Ediacaran biotic assemblage

The Avalon assemblage was the first of the three Late Ediacaran biotic assemblages, spanning from c. 575 Ma to c. 560 Ma. It was followed by the White Sea assemblage, although temporal overlaps have been noted between the biotic assemblages. While earlier macroscopic fossils, mostly of algal origin, are known from the Lantian Formation, Avalon-type localities provide some of the first evidence of putative metazoan ancestors, as part of the Ediacaran biota.

== Research history ==

The division of the Ediacaran biota in three separate assemblages was first postulated by Ben Waggoner in 2003.

== Geography ==

Most Avalonian fossil sites are known from the central United Kingdom and eastern Newfoundland, historically connected as part of the Avalonia microcontinent.
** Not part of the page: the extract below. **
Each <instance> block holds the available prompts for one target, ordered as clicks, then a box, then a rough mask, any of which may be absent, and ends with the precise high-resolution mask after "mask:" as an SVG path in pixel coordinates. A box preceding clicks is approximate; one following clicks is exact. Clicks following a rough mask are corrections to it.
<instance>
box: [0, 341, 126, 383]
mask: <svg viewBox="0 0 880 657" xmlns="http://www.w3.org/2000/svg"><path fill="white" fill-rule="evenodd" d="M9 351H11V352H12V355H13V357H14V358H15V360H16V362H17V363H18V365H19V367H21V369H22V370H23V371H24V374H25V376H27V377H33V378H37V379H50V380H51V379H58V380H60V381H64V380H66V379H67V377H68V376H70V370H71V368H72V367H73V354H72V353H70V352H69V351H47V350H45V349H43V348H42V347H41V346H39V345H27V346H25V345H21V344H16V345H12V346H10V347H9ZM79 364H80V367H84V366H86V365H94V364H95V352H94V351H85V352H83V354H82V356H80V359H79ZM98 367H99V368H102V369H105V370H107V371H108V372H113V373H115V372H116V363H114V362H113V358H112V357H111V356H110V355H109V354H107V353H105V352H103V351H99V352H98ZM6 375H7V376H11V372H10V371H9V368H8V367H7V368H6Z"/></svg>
Outside of Avalonia proper, other sites have been identified as part of the Avalon assemblage, such as the Olenek Uplift in Siberia, and Sekwi Brooke in the Northwest Territories of Canada.

== Biota ==

Deep-water rangeomorphs, and to a lesser extent arboreomorphs, dominated the Avalonian biota, although other macrofossil taxa are known. Certain clades typical of the Ediacaran biota, such as dipleurozoans, are not known from Avalon assemblage sites, but only appear in the more recent shallow-water White Sea assemblage. Nonetheless, the Avalon biota has been described as occupying the full range of morphologies that would later be present in the following assemblages.